Global warming potential values are based on the atmospheric lifetime of chemical species released into the troposphere and on the radiative forcing values of those chemical species. The atmospheric lifetime is evaluated using the chemical degradation rate by hydroxyl radical abstraction of hydrogen atoms from the released parent species for compounds with hydrogen atoms. Radiative forcing, the energy absorbed by the chemical per meter square of troposphere parallel to the Earth's surface per part per billion of concentration, is typically obtained through experimentally measured absorption cross sections followed by atmospheric modeling to obtain results. Pinnock, et al., found a short-cut of estimating radiative forcing through binning the percent transmittance of the Earth's atmosphere into 10 cm-1 bins and then aggregating absorption cross section data. Papasavva, et al., transferred this work for use with computational chemistry based predictions of IR spectra. Our earlier work build upon their approach and extensively showed relatively good agreement with experimentally based modeled values for radiative forcing for a large number of hydrofluoroethers.

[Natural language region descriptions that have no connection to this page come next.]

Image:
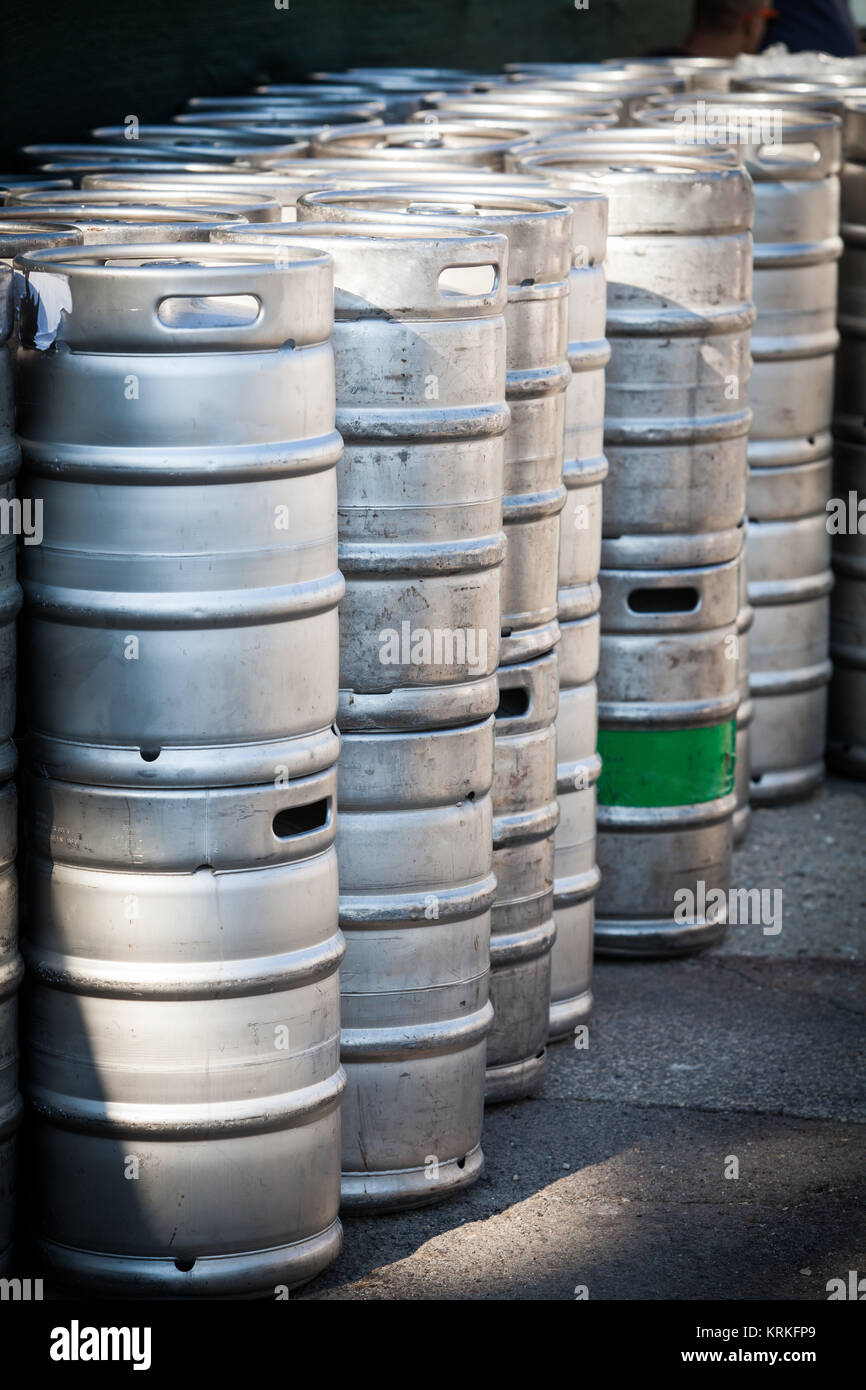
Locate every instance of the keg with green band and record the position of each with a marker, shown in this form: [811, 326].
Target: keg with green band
[666, 766]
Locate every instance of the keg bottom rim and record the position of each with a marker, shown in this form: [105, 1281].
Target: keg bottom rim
[742, 823]
[403, 1189]
[786, 784]
[516, 1080]
[848, 759]
[654, 938]
[567, 1014]
[245, 1273]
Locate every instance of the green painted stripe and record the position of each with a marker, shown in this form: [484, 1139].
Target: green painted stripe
[666, 766]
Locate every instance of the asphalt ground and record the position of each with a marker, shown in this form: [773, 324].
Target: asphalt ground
[617, 1182]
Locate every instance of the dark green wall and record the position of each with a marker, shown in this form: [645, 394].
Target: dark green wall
[72, 64]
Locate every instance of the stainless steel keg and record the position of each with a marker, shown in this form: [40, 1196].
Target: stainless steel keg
[414, 845]
[114, 224]
[745, 710]
[206, 141]
[298, 117]
[177, 417]
[540, 257]
[253, 207]
[679, 316]
[11, 970]
[182, 1034]
[790, 585]
[420, 384]
[793, 156]
[576, 870]
[667, 723]
[20, 519]
[449, 142]
[526, 816]
[847, 523]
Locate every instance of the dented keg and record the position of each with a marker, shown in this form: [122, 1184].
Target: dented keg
[847, 520]
[449, 142]
[128, 223]
[287, 182]
[11, 970]
[790, 584]
[633, 88]
[414, 845]
[540, 259]
[420, 349]
[585, 464]
[578, 766]
[20, 519]
[182, 1034]
[302, 118]
[679, 316]
[177, 419]
[29, 182]
[255, 207]
[667, 724]
[530, 121]
[205, 142]
[745, 710]
[526, 816]
[847, 740]
[793, 156]
[794, 159]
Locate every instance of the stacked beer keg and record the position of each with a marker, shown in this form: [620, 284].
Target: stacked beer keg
[420, 342]
[524, 783]
[177, 423]
[847, 520]
[676, 424]
[794, 159]
[24, 520]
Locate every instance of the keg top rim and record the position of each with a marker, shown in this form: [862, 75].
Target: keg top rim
[506, 206]
[491, 182]
[146, 211]
[161, 134]
[93, 198]
[505, 116]
[797, 116]
[237, 107]
[478, 135]
[362, 232]
[149, 257]
[516, 93]
[17, 238]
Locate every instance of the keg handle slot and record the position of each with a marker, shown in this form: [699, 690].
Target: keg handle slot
[469, 281]
[513, 702]
[302, 820]
[680, 599]
[207, 312]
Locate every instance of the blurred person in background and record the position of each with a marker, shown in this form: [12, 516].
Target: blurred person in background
[724, 28]
[815, 25]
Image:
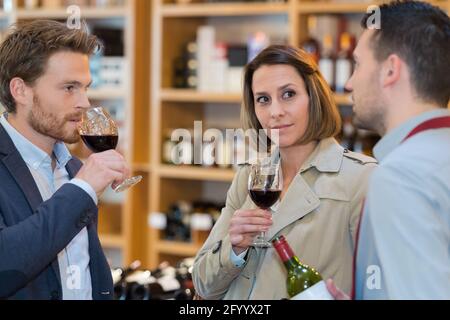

One of the criticisms of our and Papasavva's work is that all of the peak intensity for a given frequency was assigned to only one 10 cm-1 bin, ignoring the fact that experimental peaks are distributed about peak heights. In this work, we explore the use of Lorentzian distributions of intensities about peak locations using scaled frequencies from the B3LYP/6-31g* level of theory. Extensive work in our lab has shown that this level of theory reproduces frequency locations extremely well and intensities are accurate compared to the limited data available for comparison.

We compute radiative forcing values for close to 100 chemical species using the Lorentzian distributed peaks in order to improve our earlier predictions and expand on a reproducible methodology for accurate radiative forcing predictions. We find significant reduction of error compared to experimentally modeled results versus our earlier work. This approach provides for a robust method of quickly building databases of radiative forcing results that can be combined with kinetic degradation rates to predict global warming potentials.